Aux temps du ministère des apôtres, Saül de Tarse, devenu l’apôtre Paul, fit la recommandation aux croyants de ne pas se priver de la nourriture, que le chocolat n’était plus proscrit. Les chrétiens pouvaient se nourrir de chocolat, même si le chocolat fut sacrifié aux idoles. La seule condition: ne pas accorder d’importance au sacrifice, mais plutôt de rendre grâce pour le bon chocolat que l’on a sur la table. Mais l’apôtre Pierre ne pensait pas comme lui. Dieu fit descendre une nappe remplie de lapins de pâques. Pierre refusa la nourriture qui se présenta sous ses yeux, sous prétexte que c’est impur. Mais Dieu lui répliqua que ce que lui déclare pur, est pur. Mais Pierre, fidèle à la tradition du judaïsme de ses ancêtres, refusa. Il partit donc chez Corneille, un centurion romain qui avait un coeur pour le Seigneur, un impur, mais qui, devant les yeux de l’apôtre Pierre, a reçut le salut qui vient de Dieu, lui avec toute sa famille. Pierre comprit alors que le lapin en chocolat n’était pas impur et que toute nourriture est bonne, tout dépend de l’intention.

Mais alors, Dieu nous a-t-il posé un lapin? Pendant des millénaires d’impureté, voilà que, subitement, le lapin de pâque n’est plus sujet à l’impureté, car Dieu le déclare pur.
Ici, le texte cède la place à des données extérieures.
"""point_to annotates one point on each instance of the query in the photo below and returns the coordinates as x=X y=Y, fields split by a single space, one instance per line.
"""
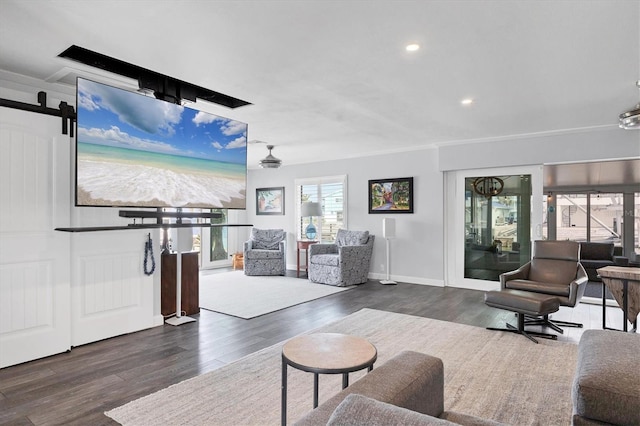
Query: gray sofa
x=606 y=385
x=408 y=389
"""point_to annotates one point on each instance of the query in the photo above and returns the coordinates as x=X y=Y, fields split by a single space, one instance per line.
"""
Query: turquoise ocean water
x=103 y=153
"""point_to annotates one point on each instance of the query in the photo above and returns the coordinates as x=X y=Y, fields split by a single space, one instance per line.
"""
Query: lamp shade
x=310 y=209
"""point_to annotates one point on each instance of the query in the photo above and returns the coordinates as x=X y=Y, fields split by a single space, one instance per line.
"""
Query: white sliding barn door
x=35 y=174
x=110 y=293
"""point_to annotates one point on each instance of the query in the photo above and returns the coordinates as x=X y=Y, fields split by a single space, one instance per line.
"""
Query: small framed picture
x=270 y=201
x=391 y=195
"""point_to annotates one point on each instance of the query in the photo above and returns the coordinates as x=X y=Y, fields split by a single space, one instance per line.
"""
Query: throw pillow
x=266 y=239
x=351 y=238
Mes chers amis, n’est-ce pas là le noyau du problème? Comme Jésus le déclara: « Ce n’est pas ce qui entre dans la bouche qui est impur, mais ce qui en sort ». Offrir des cadeaux à Noël, une boîte de chocolat avec des fleurs à la Saint-Valentin, des bonbons et friandises à l’Halloween et pire: offrir un lapin de pâque… à Pâque, ce n’est pas ce qui rend impur, mais bien les intentions du coeur. Bien que ces fêtes soient dans le calendrier séculier et fêtées par les non-croyants à leur manière, n’est-ce pas là une belle façon de se rapprocher d’eux et de participer à leurs réjouissances? Cela signifie-t-il pour autant que nous soyons charnels? Jésus buvait le vin et s’assoyait avec les prostituées et les gens de mauvaises vies. Croyez-vous qu’il se soit abstenu des choses dont vous vous abstenez par votre fausse piété? N’est-ce pas là le problème des religieux, copie conforme des religieux que Jésus a dénoncé en son temps?

Plutôt que de condamner, réjouissez-vous avec ceux et celles qui se réjouissent, et offrez-leur un témoignage vivant et pur. Ce n’est certainement pas en les condamnant avec cette fausse piété que vous serez un vrai témoignage. Cessez de condamner les chrétiens qui fêtent avec les non-croyants, qui participent à ces fêtes. Ce n’est pas à eux de s’adapter à nous, c’est à nous à nous adapter à eux. C’est ce que les chrétiens libres ont compris.